In a significant legal development, a lawsuit involving the National Association of Realtors (NAR) and leading U.S. real estate brokerages has been granted class action status. This case, which implicates industry giants like RE/MAX, Anywhere, and Keller Williams, centers on accusations of commission inflation that have impacted homesellers across various states.
The lawsuit alleges that the NAR and these brokerages conspire to maintain high commission rates unfairly, affecting transactions from March 2015 to December 2020. Home sellers from states such as Texas, Maryland, and Florida (among others) are now banding together, claiming damages exceeding $13 billion. This legal action questions the longstanding practices within the real estate sector, particularly the commissions paid to buyer brokers.
With the federal court’s endorsement, the lawsuit will represent both past and future homesellers, potentially involving thousands of individuals.
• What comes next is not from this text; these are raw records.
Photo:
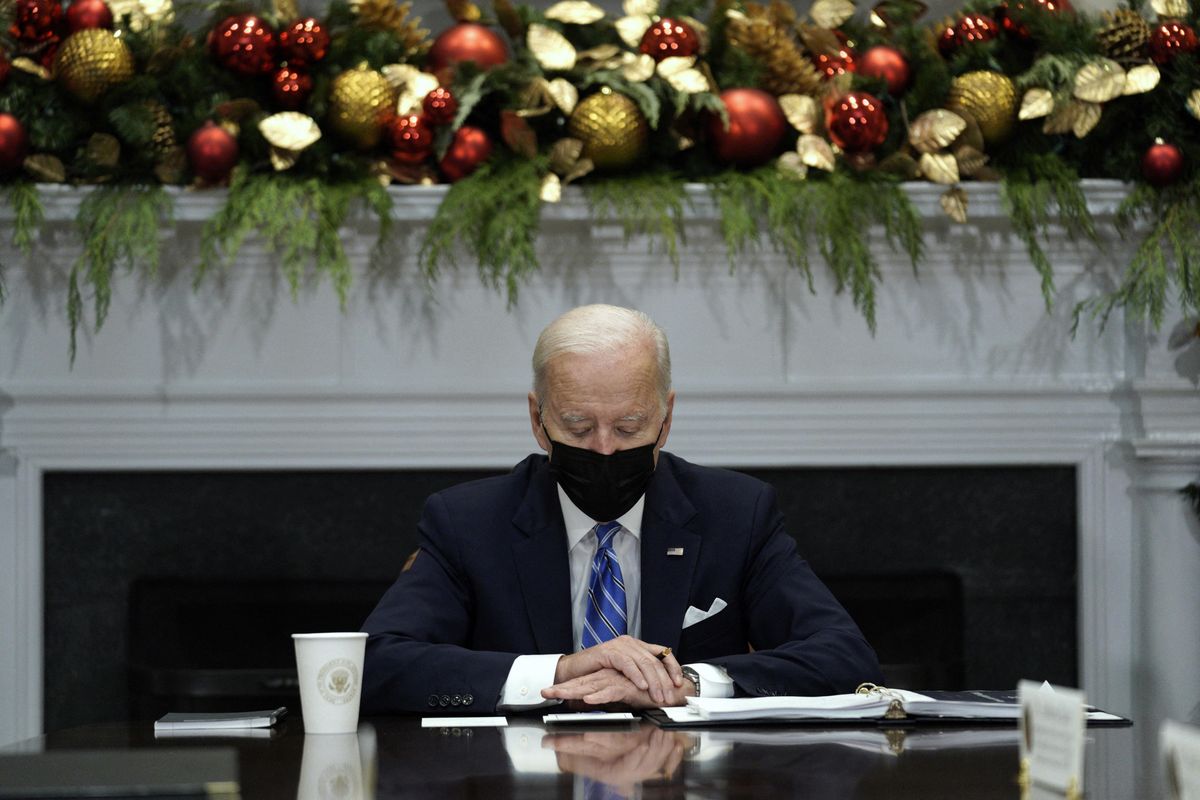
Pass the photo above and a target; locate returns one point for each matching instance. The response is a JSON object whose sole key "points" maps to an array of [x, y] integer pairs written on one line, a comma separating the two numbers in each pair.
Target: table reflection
{"points": [[397, 758]]}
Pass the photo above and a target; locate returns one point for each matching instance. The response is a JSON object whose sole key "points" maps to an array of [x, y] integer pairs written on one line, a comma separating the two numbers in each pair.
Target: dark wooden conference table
{"points": [[396, 757]]}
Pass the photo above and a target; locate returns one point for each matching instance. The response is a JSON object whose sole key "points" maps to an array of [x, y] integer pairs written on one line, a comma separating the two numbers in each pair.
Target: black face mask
{"points": [[604, 487]]}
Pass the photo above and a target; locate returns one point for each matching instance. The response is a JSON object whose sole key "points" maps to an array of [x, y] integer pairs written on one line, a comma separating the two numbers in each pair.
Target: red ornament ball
{"points": [[469, 149], [839, 62], [36, 20], [1168, 40], [888, 65], [756, 127], [669, 37], [1003, 13], [304, 42], [467, 42], [1162, 164], [439, 106], [857, 121], [89, 13], [971, 29], [213, 152], [13, 143], [244, 44], [411, 138], [291, 88]]}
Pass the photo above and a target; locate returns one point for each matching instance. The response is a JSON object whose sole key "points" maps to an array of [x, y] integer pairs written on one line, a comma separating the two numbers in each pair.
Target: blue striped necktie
{"points": [[605, 615]]}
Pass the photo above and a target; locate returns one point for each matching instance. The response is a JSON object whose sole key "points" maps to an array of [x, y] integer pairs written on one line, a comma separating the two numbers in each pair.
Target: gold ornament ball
{"points": [[990, 97], [612, 130], [359, 101], [91, 61]]}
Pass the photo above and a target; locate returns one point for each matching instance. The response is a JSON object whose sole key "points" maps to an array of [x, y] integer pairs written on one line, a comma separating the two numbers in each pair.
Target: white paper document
{"points": [[463, 722], [588, 717]]}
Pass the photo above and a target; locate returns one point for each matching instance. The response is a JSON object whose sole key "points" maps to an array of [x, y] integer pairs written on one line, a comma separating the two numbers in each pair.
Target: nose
{"points": [[604, 443]]}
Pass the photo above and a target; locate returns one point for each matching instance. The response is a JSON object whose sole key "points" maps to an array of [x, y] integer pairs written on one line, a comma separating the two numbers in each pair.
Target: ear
{"points": [[666, 421], [539, 433]]}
The legal argument draws on economic analysis, suggesting that the collective damages could spiral into tens of billions of dollars.
The National Association of Realtors defends its model, emphasizing the efficiency and cost-saving aspects of its system. However, the legal challenges are mounting, with separate denial that the practice of sharing commissions violates antitrust laws.
As the legal battle unfolds, the real estate community is keenly observing the ramifications. With a postponed trial date now set for October, all eyes are on how this case might reshape the commission structures and practices in real estate transactions.